City closed a deal for Gabriel Jesus this summer - following a personal phone call from Guardiola - because, sources have told Goal UK, they believe the Brazilian's arrival will give Aguero a metaphorical kick in the backside.
City also had discussions about signing Pierre-Emerick Aubameyang in June, but baulked at Borussia Dortmund's asking price.
Just as its attempts to sign two new center backs would have done little to make Kompany feel wanted, City's intentions will have put Aguero on alert.
That is exactly what Guardiola wants, and he has not been been shy in pointing out that he wants more, much more, from the Argentine.
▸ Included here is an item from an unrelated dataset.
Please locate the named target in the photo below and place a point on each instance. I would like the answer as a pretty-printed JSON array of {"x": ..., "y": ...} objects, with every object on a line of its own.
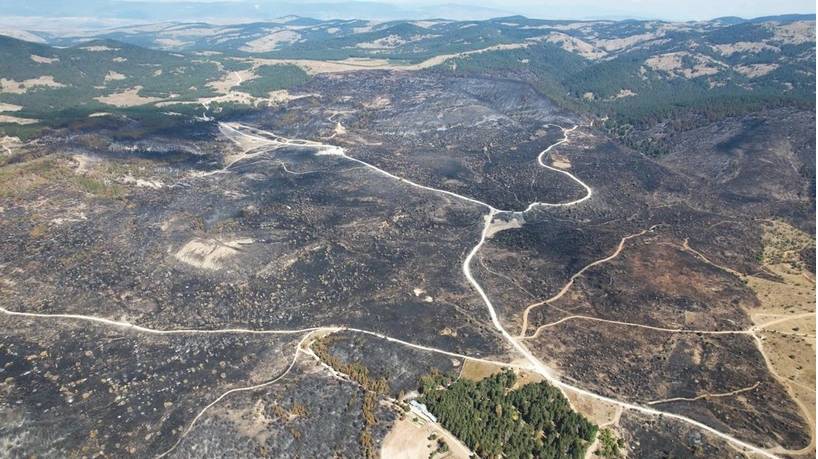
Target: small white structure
[{"x": 421, "y": 410}]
It was as early as the second weekend of the Premier League season when the Catalan went out of his way to spell out that he wants more defensive effort from Aguero, who had already scored six goals in three games by that point.
It's a theme he returned to after City's 3-1 win at Swansea City, the type of far-flung ground where irregular City watchers ask about the striker's importance to the cause and are told how good he is.
On that day, though, they got a different answer.
Guardiola has also pointed out, correctly, that every player, manager and even journalist should feel pressure that they will be replaced if they do a bad job. But everything suggests the odds were stacked against Aguero from day one, or most likely even before.
Aguero has spoken of how demanding his coach is, but says he is adapting to the new requirements, even if his comments about risking everything to play for his country may not have been too popular.
City sources insist there is no issue between manager and star player but the current situation does not appear rosy, and there is no denying that his contract situation is especially peculiar to say the least.
The terms of a contract extension have been in place since January, but there is yet to be an official announcement despite intimations that one was forthcoming on several occasions across the past 10 months.
An official FIFA document shows Aguero's agent, Hernan Reguera, was paid for his services in January, and he may be needed again soon if the current situation continues.
Guardiola said after Wednesday's defeat at Camp Nou that Aguero took the decision to leave him on the bench well, although it is hard to imagine that being the case, even if only in terms of the huge disappointment of missing the chance to play against Barcelona in a big game. Those are the occasions any footballer would relish.
And the fact Guardiola said his absence was tactical rather than because of fitness concerns does not tally with the fact Aguero did not warm up with the other substitutes before the Barca game. He didn't ahead of the Everton game last weekend either.
Something does not add up, and given Guardiola's history of getting his way, no matter the stature of the victim, City fans will be wondering if they are heading for another messy divorce.
There are plenty who have not yet come to terms with Hart's exit - especially after his replacement's travails this week - and the banishment of Toure has rubbed some up the wrong way. With Kompany potentially next in line, Guardiola would be risking even more wrath.
If Aguero is also shown the door the new City boss would need an incredible amount of credit in the bank given the striker's universal popularity among the fan base. But it would not be out of the question even for City to win the title, Aguero to win the golden boot, and then for Guardiola to sell him anyway. He did the same with Samuel Eto'o, saying at the time that it was a question of "smell," of feeling, to sell the Cameroonian after he helped Barca win the treble.
The Catalan said he would take the blame if it all backfired but persuading City fans that Aguero should go would be one of his greatest achievements.
Whatever Guardiola smells right now, it all seems a bit fishy at the Etihad Stadium these days.